The Music Tapes: 1st Imaginary Symphony For Nomad

The Music Tapes: 1st Imaginary Symphony For Nomad

Rarely has a band been more appropriately named. Listening to The Music Tapes' 1st Imaginary Symphony For Nomad is like stumbling on a pile of unfinished recordings from a forgotten, extremely peculiar composer—complete with all the pleasures and frustrations that image implies. Primarily the brainchild of Neutral Milk Hotel's Julian Koster, Imaginary Symphony was recorded on outmoded equipment, including an Edison wax-cylinder recorder, with apparently little regard for cohesiveness, or at times coherence. Ideas, both musical and lyrical, float in and out of the album, from a resurfacing theremin to talk of Superman, but the prevailing mood is one of barely controlled chaos, which may have been the intention all along.
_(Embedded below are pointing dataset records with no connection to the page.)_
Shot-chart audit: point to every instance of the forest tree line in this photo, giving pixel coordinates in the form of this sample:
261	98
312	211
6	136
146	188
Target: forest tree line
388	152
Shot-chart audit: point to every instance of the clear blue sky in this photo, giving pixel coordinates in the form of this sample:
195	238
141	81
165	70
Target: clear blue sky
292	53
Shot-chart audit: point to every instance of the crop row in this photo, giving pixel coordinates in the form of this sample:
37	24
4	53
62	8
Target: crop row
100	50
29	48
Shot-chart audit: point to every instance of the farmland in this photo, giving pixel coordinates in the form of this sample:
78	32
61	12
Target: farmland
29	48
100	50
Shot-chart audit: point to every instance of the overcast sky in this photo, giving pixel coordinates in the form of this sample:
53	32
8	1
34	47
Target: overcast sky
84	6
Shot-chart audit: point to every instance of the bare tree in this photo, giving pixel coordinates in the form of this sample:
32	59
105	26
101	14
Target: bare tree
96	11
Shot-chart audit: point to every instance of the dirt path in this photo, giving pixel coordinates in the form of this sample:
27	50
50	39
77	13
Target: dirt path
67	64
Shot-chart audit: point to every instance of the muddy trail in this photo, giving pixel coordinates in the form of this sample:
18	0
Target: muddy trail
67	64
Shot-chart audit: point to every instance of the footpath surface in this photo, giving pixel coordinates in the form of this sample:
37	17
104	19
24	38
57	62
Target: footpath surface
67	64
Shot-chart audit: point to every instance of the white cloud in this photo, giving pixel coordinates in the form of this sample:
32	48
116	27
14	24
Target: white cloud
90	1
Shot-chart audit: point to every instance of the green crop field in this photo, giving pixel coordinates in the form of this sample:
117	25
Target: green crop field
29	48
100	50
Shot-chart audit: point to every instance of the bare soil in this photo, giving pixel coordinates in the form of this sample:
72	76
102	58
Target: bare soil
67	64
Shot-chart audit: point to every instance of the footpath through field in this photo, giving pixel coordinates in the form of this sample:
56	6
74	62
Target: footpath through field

To choose just one interchangeable example, "What The Single Made The Needle Sing…" sounds like a nightmare collapse of popular music styles, with a Beatles-like melody eventually devolving into cacophony. Both it and the album as a whole are the sort of recordings that reward careful and intensely attentive listening, but also depend too much on it. Not a whole lot here, unlike the work of Neutral Milk Hotel, is enjoyable outside of intensely attentive listening, and even that probably calls too much attention to some juvenile lyrics about alien invaders. Willfully, almost perversely eccentric, Imaginary Symphony is an often fascinating side project that's practically devoid of superficial pleasures like sustained melodies, which also might have been the intention all along. Connoisseurs of violently fragmented pop will find a lot to like here, but 1st Imaginary Symphony For Nomad should prove rough going for anyone else.